The Government has been hamfisted and slow in its response. Four days of good weather were wasted as the Rena slowly oozed oil so that now an environmental tragedy is inevitable. Where was Mr Key?
The day after the wreck, there was a picture of our smiling PM in the Herald, pretending to put up a campaign billboard for his Hamilton candidate.
When real pressure is applied this Government is not up to scratch.
When the Government raised the GST tax to 15 per cent, accompanied by a major tax cut for the wealthy and small change for everyone else, it was obvious that the move was grossly unfair.
The Treasury report confirms that the gap between the lower paid and the highly paid widened as expected. Further, we now have the admission that the GST didn’t pay for the tax cuts to the rich, as Mr Key claimed and, in fact, cost us more than $1.1 billion – this makes Mr Key’s competence and management suspect.
In essence, this move of the Government’s was one that New Zealand couldn’t afford. It has seriously depleted the Government’s coffers and led to cuts in services and jobs and added to Government debt. Labour warned about this at the time and we now see that these concerns were justified. The Treasury report has revealed that the tax switch has pushed up the cost of living, dramatically increased income inequality, and failed to stimulate the economy, not to mention the gaping hole it has created in Government accounts.

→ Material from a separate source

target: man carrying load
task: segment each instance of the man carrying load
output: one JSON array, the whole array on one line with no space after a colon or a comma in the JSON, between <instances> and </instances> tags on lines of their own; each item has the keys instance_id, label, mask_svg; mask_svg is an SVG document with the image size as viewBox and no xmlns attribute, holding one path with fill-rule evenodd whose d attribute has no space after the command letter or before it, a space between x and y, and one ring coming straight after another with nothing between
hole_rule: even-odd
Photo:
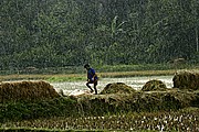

The Government has had to face many challenges such as the global financial crisis and the Canterbury earthquakes. But they have also made some poor policy choices that have made it even harder to cope with the crisis and the earthquake.
And the irony is that although many of their policy choices have been on the basis that we must not lose our international credit rating or the cost of borrowing on the international market would rise steeply, our rating has just been downgraded. That will send interest rates up and will dramatically increase the cost of mortgages. Add the proposed trebling of house insurance costs, and we have a looming housing crisis to add to the mix.
Labour is going into these elections with a tax policy that will help correct that basic inequality which is now crippling the country; tackling youth unemployment, reducing cost of living pressures, taxing capital gains, retaining our national assets as a vital income source – no tax on the first $5000 of income and a tax increase for those who earn more than $150,000.
Under National’s watch, the gap between the rich and poor continues to grow. Unemployment has increased and the cuts will continue.
Time and time again my encounters with the people of the Wairarapa while out doorknocking, brings home to me that many people are struggling to make ends meet. Some of the stories I have heard on the doorstep have left me appalled. Those stories come from almost every area within each of those towns, in an electorate that has been neglected by the Government.
National has a commitment to ‘‘Building a Brighter Future’’,the slogan they used three years ago!
Labour has a carefully costed plan for fixing the underlying problems that are holding us back. Forget the slogans – go for the detail. As a gentleman’s tailor would say ‘‘Never mind the width, feel the quality’’.